Tuesday May 22, 2012

Broadridge Financial Solutions CEO Richard Daly

Richard Daly addresses the National Press Club on increasing shareholder engagement.

Good morning.

In 2010, just one in 20 individual retail investors voiced their opinions about the company they invested in by exercising their fundamental shareholder right—their proxy vote. Let me repeat that, that’s just 5%, just one out of 20.

That compares to recent historical levels 4 to 5 times as high. This alarming decline is happening at a time when a partnership between the shareholder owners—management, and directors is more important than ever as our economy is only now emerging from a period of intense mistrust. So engaging shareholders has never been more important.

Richard Daly

Public companies need to understand the seriousness of this issue and act to reverse this troubling decline to get each of their individual investors—and all individual investors generally engaged with their companies.

This decline in individual investor participation also comes at a time when new regulations demand greater transparency and provide shareholders with increased influence, so we can no longer assume that ownership of a company’s shares is evidence of support for the company. Now companies need the expression of individual investor opinion, and hopefully their support, which can only come by the voting of shares.

Further, new regulations such as say on pay, create even more pressures on management and boards to reach out and hear from shareholders. Better to hear from actual owners—whose interests are likely aligned with the company—than from outsiders whose agendas may be in conflict with shareholders’ long-term interests.

As the major player in investor communications and proxy distribution, we at Broadridge are committed to making the investments in systems, technologies, processes, and intellectual capital to reverse the decline in individual investor participation.  Given our pivotal role connecting all market participants, we believe we have an underlying responsibility to operate on a path of continuous improvements that can enhance corporate governance and shareholder suffrage.

Certainly Broadridge, by itself, cannot arrest or reverse this decline in individual investor voting.

As an initial step of our overall strategy to increase individual shareholder voting, we are focusing on those areas where public companies can quickly have the greatest impact.

We are calling on chief executives of the top 1000 American businesses to join with us in launching a nationwide effort to encourage their employees—numbering in the tens of millions—to exercise a fundamental shareholder right—and need—to vote their proxy ballots, whether it be proxies relating to their employer or proxies relating to other companies in which they invest.

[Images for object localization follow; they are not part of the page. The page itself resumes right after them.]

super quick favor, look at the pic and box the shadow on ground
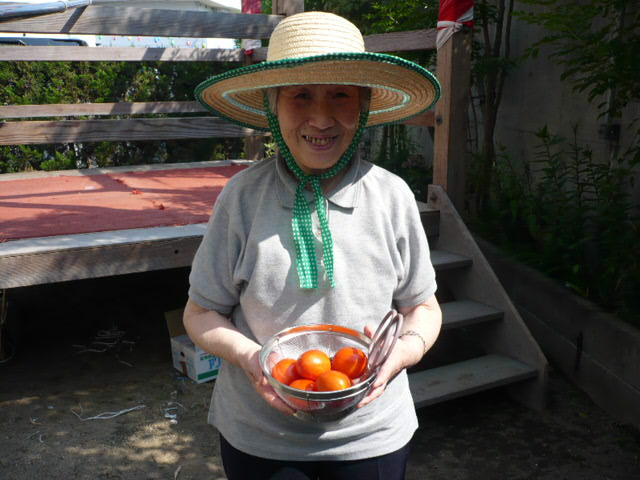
[1,270,638,479]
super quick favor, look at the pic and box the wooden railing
[0,0,465,201]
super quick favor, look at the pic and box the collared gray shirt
[189,155,436,461]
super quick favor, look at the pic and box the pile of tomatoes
[271,346,368,392]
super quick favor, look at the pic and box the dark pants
[220,434,411,480]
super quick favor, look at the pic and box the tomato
[271,358,300,385]
[331,347,368,379]
[296,349,331,380]
[289,378,315,391]
[314,370,352,391]
[286,378,316,410]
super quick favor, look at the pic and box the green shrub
[474,125,640,325]
[0,60,243,173]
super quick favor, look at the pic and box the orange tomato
[271,358,300,385]
[289,378,315,391]
[314,370,352,391]
[331,346,368,379]
[296,349,331,380]
[286,378,316,410]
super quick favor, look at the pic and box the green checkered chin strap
[264,92,369,289]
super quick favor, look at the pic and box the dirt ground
[1,270,639,480]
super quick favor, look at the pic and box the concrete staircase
[408,185,548,411]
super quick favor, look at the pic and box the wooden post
[243,0,304,160]
[243,48,265,160]
[272,0,305,15]
[432,29,472,214]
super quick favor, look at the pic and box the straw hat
[195,11,440,130]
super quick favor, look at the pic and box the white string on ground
[71,404,146,421]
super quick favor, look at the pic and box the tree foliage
[468,0,517,215]
[517,0,640,117]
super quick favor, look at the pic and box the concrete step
[441,300,503,330]
[431,249,472,271]
[409,354,538,409]
[416,201,440,238]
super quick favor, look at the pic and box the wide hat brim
[194,52,441,131]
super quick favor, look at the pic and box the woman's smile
[302,134,338,148]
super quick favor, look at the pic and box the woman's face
[276,84,362,175]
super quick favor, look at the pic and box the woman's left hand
[356,326,420,407]
[356,297,442,408]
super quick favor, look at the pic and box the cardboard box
[165,309,222,383]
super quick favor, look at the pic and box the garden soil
[1,269,639,480]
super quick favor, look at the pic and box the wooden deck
[0,161,249,288]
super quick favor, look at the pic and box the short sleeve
[188,197,242,316]
[393,193,437,308]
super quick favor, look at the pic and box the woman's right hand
[183,300,295,415]
[239,346,296,415]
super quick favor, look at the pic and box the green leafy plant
[468,0,517,215]
[476,126,640,325]
[517,0,640,117]
[374,123,432,201]
[0,60,243,173]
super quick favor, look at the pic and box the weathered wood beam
[0,117,263,144]
[0,6,281,38]
[0,101,207,119]
[433,31,472,213]
[403,111,435,127]
[0,29,437,63]
[0,46,245,62]
[1,102,433,128]
[249,29,438,61]
[365,29,437,52]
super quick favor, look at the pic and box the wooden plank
[1,102,432,124]
[0,46,245,62]
[427,184,549,411]
[0,225,207,289]
[0,101,207,119]
[431,249,472,271]
[0,117,262,144]
[433,31,472,212]
[365,29,437,53]
[409,354,538,409]
[224,29,437,62]
[441,300,503,330]
[0,159,251,181]
[0,30,436,63]
[0,6,282,38]
[403,110,435,127]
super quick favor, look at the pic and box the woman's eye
[294,92,310,100]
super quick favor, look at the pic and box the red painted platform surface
[0,165,246,242]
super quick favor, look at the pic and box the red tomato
[296,349,331,380]
[271,358,300,385]
[289,378,315,391]
[287,378,316,410]
[314,370,352,392]
[331,347,368,379]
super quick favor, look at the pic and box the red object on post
[241,0,262,14]
[241,0,262,55]
[437,0,474,49]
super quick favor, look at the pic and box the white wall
[487,4,639,206]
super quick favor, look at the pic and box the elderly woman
[184,11,443,480]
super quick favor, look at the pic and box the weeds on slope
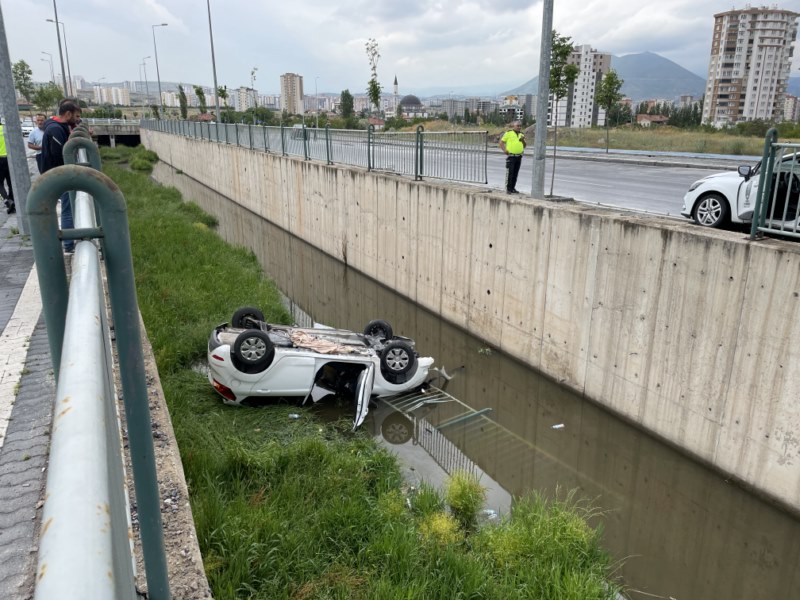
[102,145,623,599]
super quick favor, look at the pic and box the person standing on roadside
[27,113,46,174]
[499,120,526,194]
[0,122,14,214]
[42,100,81,252]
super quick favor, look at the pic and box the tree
[32,82,63,113]
[218,85,229,109]
[12,60,34,109]
[596,69,624,153]
[365,38,382,114]
[340,89,358,128]
[178,85,188,119]
[548,31,579,196]
[151,104,161,120]
[194,85,208,114]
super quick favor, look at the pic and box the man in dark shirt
[41,100,81,252]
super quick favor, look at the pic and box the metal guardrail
[26,127,170,598]
[141,119,489,184]
[750,129,800,240]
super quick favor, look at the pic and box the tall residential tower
[280,73,304,115]
[703,7,799,126]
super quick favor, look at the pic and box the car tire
[232,329,274,373]
[364,319,393,340]
[381,412,414,445]
[692,193,730,228]
[232,306,264,329]
[380,340,416,379]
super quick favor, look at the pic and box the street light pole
[531,0,554,199]
[41,52,54,83]
[142,55,151,111]
[206,0,221,121]
[315,76,319,128]
[46,19,72,96]
[51,0,68,95]
[152,23,168,117]
[250,66,258,112]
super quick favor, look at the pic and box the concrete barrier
[142,129,800,513]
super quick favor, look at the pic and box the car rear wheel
[693,193,730,228]
[232,329,274,373]
[380,340,416,380]
[364,319,393,340]
[232,306,264,329]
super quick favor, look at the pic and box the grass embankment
[102,145,622,599]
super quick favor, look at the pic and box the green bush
[129,156,153,172]
[445,471,485,531]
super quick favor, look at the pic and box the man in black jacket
[41,100,81,252]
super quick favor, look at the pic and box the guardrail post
[415,125,424,181]
[27,165,171,599]
[325,124,332,164]
[235,123,240,146]
[750,128,779,240]
[368,124,374,171]
[281,123,286,156]
[483,130,489,184]
[249,124,254,150]
[303,125,309,160]
[263,125,269,153]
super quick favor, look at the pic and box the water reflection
[153,163,800,599]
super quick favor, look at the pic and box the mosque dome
[399,94,422,108]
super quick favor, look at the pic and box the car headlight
[688,180,703,192]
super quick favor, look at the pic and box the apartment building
[93,86,130,106]
[702,7,799,126]
[785,93,799,121]
[279,73,304,115]
[233,86,257,111]
[549,44,611,128]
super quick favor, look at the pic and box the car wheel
[380,340,416,377]
[232,306,264,329]
[692,193,730,228]
[364,319,393,340]
[232,330,274,373]
[381,412,414,445]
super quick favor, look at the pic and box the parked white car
[682,155,800,229]
[20,118,34,136]
[207,307,435,428]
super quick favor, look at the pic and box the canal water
[153,164,800,599]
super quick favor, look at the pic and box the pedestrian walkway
[0,209,53,599]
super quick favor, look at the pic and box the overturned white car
[207,307,434,428]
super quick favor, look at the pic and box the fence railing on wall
[750,129,800,241]
[140,119,488,184]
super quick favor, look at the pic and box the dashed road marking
[0,266,42,449]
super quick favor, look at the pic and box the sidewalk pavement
[0,207,52,599]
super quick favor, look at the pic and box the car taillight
[211,354,225,361]
[212,379,236,401]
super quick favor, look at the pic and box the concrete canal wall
[142,130,800,512]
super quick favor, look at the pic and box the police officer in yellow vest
[499,121,526,194]
[0,123,14,214]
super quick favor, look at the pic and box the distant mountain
[502,52,706,101]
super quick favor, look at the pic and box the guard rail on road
[26,128,170,599]
[141,119,489,184]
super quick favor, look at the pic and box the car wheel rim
[697,198,722,225]
[385,348,409,371]
[240,337,266,360]
[384,422,410,443]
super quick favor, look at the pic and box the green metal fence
[750,129,800,240]
[141,119,488,184]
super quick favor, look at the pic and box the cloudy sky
[3,0,799,96]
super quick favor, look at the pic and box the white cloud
[2,0,797,95]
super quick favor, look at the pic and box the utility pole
[0,5,31,233]
[206,0,221,121]
[531,0,553,199]
[51,0,68,95]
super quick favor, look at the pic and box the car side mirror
[738,165,752,181]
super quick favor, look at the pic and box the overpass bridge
[84,118,140,146]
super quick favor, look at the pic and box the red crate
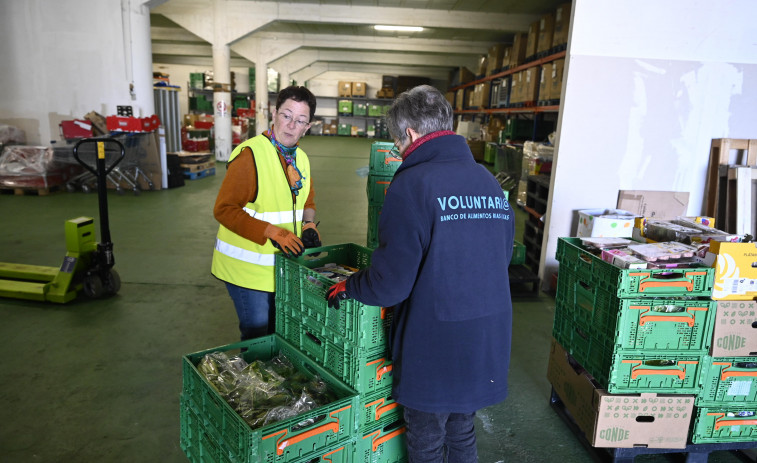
[59,120,93,139]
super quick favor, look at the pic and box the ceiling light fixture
[374,25,424,32]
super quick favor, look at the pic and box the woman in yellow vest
[212,86,321,340]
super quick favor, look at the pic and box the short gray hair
[386,85,453,145]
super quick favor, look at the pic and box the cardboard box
[467,140,486,162]
[352,81,367,97]
[708,241,757,300]
[539,64,552,101]
[552,2,572,47]
[547,339,695,449]
[455,89,465,110]
[547,58,565,100]
[511,33,528,67]
[522,67,539,103]
[526,21,540,58]
[486,44,506,75]
[338,81,352,97]
[450,67,475,87]
[617,190,689,219]
[537,13,556,54]
[509,72,521,104]
[711,301,757,356]
[456,120,481,140]
[577,209,637,238]
[476,55,488,76]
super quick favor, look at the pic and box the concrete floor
[0,136,751,462]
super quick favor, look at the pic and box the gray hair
[386,85,453,145]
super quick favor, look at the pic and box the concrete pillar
[254,57,270,136]
[124,0,155,116]
[212,43,232,161]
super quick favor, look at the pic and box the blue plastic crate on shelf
[180,334,359,463]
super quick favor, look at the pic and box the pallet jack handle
[73,138,125,262]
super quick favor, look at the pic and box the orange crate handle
[263,405,350,455]
[363,426,407,452]
[367,358,393,381]
[630,271,708,293]
[633,306,707,327]
[366,397,398,421]
[623,360,697,380]
[320,445,346,462]
[709,412,757,431]
[715,362,757,380]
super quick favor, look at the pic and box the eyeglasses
[278,112,310,128]
[389,144,402,159]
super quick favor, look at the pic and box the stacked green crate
[274,243,407,462]
[338,100,353,115]
[553,237,716,394]
[354,103,367,116]
[691,356,757,443]
[367,142,401,248]
[180,335,360,463]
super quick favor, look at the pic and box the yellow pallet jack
[0,138,125,303]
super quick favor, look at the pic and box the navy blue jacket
[347,132,514,413]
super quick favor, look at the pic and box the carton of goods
[576,209,637,238]
[547,339,695,449]
[710,300,757,357]
[707,241,757,300]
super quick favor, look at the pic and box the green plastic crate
[367,174,393,206]
[556,267,717,352]
[696,356,757,406]
[353,103,367,116]
[691,405,757,444]
[279,314,393,394]
[556,237,714,298]
[181,335,359,463]
[275,244,388,351]
[338,100,353,115]
[359,388,402,431]
[367,205,381,249]
[368,104,384,117]
[484,142,498,164]
[511,240,526,266]
[370,142,402,175]
[605,351,706,394]
[338,124,351,136]
[355,420,408,463]
[190,72,205,89]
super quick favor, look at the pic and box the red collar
[402,130,456,160]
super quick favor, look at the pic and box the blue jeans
[225,283,275,341]
[403,407,477,463]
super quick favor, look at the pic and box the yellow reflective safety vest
[211,134,311,291]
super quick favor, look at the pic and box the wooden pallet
[704,139,757,235]
[725,166,757,237]
[0,185,61,196]
[181,160,215,173]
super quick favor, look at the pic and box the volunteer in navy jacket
[326,85,515,463]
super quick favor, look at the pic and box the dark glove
[301,221,322,248]
[264,224,304,258]
[326,280,349,310]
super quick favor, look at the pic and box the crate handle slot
[633,306,706,327]
[575,281,595,313]
[263,405,351,455]
[363,425,407,452]
[305,331,322,346]
[622,360,696,380]
[635,415,655,423]
[715,361,757,380]
[710,412,757,431]
[631,272,699,292]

A relatively small increase in voting participation by employees could meaningfully increase individual investor voting participation from 5% per year, as I noted earlier, back to 20% or more per year.

We must all lead by example within our own enterprises.

So, on every investor communications distribution Broadridge makes, where the investor is not receiving communications through a digital channel, we will let them know, within the constraints of regulatory boundaries, that they have the ability to do all of this online, eliminate the paper, have all their information stored in any format they want, have access to it anywhere they want, and vote at any time they want, even on their new iPhones or iPads.

Before I continue, I’d like to stress an important point—Broadridge makes no more or no less money from an increased exercise of proxies. But, as I noted earlier, given Broadridge’s place at the nexus of investor communications and having witnessed and tallied the declining participation, we are stepping up to bring awareness—and hopefully action—to address this important issue.

But what can we, as chief executives do to encourage our employee shareholders to vote their proxies?

First, simply communicate. Be bold. Tell employees, that as shareholders it is their company. They are owners. The message to them is—if they value the company, if they believe it’s going in the right direction, then they should vote their proxies and thereby demonstrate their support for the company. And just as importantly, if they have a differing opinion, that’s good too, express it—Vote your proxy.

Second, make available to their employees and other shareholders of the company the tools they need to easily and efficiently vote their proxies.  The tools exist; we need to create the awareness.

Clearly, people today are busier than ever. With dual-income households and the conflicts of what goes on in a day, including the seemingly never-ending Blackberry or iPhone emails, people are occupied 24/7 with various activities.

Yet the same technology that connects them 24/7 also makes their ability to express their views as a shareholder and to participate in corporate governance easier than ever.